Hyperion imaging mass cytometry

Sections of caecum tissue were initially deparaffinized using a standard xylene and ethanol gradient to rehydrate the samples. Microwave antigen retrieval was performed in Tris EDTA buffer (pH 9.0) for 20 min. Non-specific proteins were blocked in 3% (w/v) bovine serum albumin (BSA) in 5% (v/v) goat serum with 0.05% (v/v) Tween for 1 h at room temperature followed by blocking endogenous avidin /biotin (Biolegend Blocking System). Metal-conjugated primary antibodies, diluted 1:50 for Collagen VI (Abcam, catalogue ID: ab229450) and Heparan Sulphate (AmsBio, catalogue ID: 270255-1), 1:200 for Collagen I (Standard Biotools, catalogue ID: 3169023D), 1:150 for alpha-SMA (Standard Biotools, catalogue ID 3141017D) and 1:100 for Hyaluronic acid binding protein-biotinylated (Merck, catalogue ID: 385911) were prepared in PBS supplemented with 0.5% (w/v) BSA, and tissue sections stained overnight at 4 °C. The tissue sections were washed with PBS and incubated with a secondary metal-conjugated anti-biotin antibody (Standard Biotools, catalogue ID: 3170003B) at a dilution of 1:150 for 1 h at room temperature, followed by washing in PBS (further details can be found in Supplementary Table 1). Sections were stained with DNA intercalator (1:800, Standard Biotools, catalogue ID: 201192B) for 20 min. Imaging was performed on an imaging mass cytometer (Hyperion, Standard Biotools) and carried out in the Flow Cytometry core facility at the University of Manchester. The Hyperion mass cytometer was funded by the BBSRC (BB/S019324/1).

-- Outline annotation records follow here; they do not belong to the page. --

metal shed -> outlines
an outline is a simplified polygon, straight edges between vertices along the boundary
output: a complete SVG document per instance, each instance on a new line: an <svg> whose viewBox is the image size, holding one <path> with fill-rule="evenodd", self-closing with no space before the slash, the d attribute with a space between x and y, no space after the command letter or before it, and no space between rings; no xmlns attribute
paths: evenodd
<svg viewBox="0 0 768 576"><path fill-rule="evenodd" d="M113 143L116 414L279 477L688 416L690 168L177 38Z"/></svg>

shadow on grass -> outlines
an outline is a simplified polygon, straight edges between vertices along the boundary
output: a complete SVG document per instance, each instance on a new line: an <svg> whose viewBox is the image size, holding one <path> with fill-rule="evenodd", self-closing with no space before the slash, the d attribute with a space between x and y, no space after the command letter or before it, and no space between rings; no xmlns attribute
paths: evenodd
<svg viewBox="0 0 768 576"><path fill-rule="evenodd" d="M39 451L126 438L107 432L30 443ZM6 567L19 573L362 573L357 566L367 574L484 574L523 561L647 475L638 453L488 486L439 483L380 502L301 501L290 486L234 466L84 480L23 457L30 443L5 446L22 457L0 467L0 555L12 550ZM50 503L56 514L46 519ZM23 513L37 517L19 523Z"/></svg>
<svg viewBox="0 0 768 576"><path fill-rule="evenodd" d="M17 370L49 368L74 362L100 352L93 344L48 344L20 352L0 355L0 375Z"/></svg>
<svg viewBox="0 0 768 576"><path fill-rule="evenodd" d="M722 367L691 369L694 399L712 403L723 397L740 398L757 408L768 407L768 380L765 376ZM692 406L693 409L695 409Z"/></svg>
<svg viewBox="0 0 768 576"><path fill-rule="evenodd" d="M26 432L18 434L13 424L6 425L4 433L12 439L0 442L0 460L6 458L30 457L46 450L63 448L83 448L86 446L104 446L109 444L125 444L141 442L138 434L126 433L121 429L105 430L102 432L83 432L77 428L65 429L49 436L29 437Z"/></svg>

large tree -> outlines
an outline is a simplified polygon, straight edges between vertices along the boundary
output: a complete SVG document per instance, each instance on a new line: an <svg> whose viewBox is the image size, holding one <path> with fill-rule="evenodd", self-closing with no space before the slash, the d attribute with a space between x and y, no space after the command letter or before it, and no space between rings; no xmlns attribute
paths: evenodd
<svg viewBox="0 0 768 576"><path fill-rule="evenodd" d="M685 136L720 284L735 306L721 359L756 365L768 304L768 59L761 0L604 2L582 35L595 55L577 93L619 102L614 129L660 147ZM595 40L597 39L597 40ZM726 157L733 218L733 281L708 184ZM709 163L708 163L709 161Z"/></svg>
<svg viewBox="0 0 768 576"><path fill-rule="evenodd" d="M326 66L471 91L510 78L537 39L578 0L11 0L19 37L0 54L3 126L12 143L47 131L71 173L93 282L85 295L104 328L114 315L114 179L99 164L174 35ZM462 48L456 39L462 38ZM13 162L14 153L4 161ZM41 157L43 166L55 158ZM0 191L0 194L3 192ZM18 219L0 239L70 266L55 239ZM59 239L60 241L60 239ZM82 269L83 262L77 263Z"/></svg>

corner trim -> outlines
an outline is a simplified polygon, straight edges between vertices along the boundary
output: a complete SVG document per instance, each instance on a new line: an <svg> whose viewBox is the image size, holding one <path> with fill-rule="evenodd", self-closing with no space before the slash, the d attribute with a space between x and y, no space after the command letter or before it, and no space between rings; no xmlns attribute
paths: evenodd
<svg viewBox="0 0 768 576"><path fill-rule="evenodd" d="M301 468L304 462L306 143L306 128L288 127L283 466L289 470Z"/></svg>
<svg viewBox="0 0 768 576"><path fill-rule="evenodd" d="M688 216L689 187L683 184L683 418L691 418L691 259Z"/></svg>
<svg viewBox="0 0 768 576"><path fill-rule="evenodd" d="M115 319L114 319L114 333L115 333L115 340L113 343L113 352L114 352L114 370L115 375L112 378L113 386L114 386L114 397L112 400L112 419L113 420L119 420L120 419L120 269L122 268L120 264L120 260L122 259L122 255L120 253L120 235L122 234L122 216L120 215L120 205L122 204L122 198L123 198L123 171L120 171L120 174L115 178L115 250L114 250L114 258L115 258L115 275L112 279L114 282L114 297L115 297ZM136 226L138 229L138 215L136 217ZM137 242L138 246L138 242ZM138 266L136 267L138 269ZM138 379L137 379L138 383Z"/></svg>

Statistics and reproducibility

Statistical analysis was carried out in GraphPad Prism (version 10.0.1 for MacOS X, GraphPad Software, San Diego, California USA). Sample sizes for faecal miRNA sequencing were based on previously published literature. No data were excluded from the analyses. Allocation of mice to experimental groups was randomised. Investigators were not blinded to allocation during experiments and outcome assessment.

Reporting summary

Further information on research design is available in the Nature Portfolio Reporting Summary linked to this article.